Documentary film about Oliver Dragojevic with unseen footage to air on HRT on anniversary of his death
A documentary about the life of the late Croatian music great Oliver Dragojevic will air on HRT (Croatian radiotelevision) on the second anniversary of his passing.
“A Porina dobiva – Oliver Dragojevic” will air on HRT1 on 29 July at 8:05 p.m. The 70-minute documentary film, directed by Toni Volaric, will feature unseen footage from Oliver’s life.
“In the film, there are a lot of Oliver’s hits, I wanted the film to evoke emotions and for the audience to sing along, so when it’s over it will feel like came out of his concert,” Volarić told Slobodna Dalmacija.
The director says Oliver was a very approachable man and he hopes that he was able to portray him as such in the film.
“He did not like interviews, he considered them a necessary evil. He really liked to play and sing the most, many forget how many instruments he played. His favourite thing was to sit at the piano or pick up an accordion or clarinet, he could play and sing with people all night.”

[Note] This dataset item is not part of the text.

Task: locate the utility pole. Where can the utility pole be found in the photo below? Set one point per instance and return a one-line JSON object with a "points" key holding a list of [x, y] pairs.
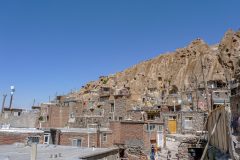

Along with Oliver’s wife, Vesna, speaking about him in the film include his friends Brico, Bata, Vinko Barčot, Zlatan Stipišić Gibonni, Zorica Kondža, Tedi Spalato, Tomislav Mrduljaš, Ante Gelo and others.
The film also brings stories about the origin of many songs that marked Oliver’s long singing career, of which many were declared the most popular and most adored in the history of Croatian popular music.
Oliver lost his one-year battle with lung cancer and passed away in hospital in Split at 5 am on Sunday, 29 July 2018.
His solo career really began in 1974 at the Split Festival, where he won with the song “Ča će mi Copacabana”. A year later, composer Zdenko Runjić and Dragojević, released the song “Galeb i Ja” which became a huge hit and made him a household name.
He followed it up with a number of other huge hits over the years such as “Cesarica”, “Oprosti Mi, Pape”, “Skalinada”, “Zuto Lisce Ljubavi”, “Nadalina”, and”Piva klapa ispod volta”. His iconic songs are still enjoyed decades later.
Oliver, who left behind wife Vesna and sons Dino, Damir and Davor, was farewelled publicly over two days in Croatia. On 31 July in Split, Oliver was given a huge send-off. The Croatian government declared for the first time in the nation’s history that the day would be a National Day of Condolence and flags all around the country flew at half-mast.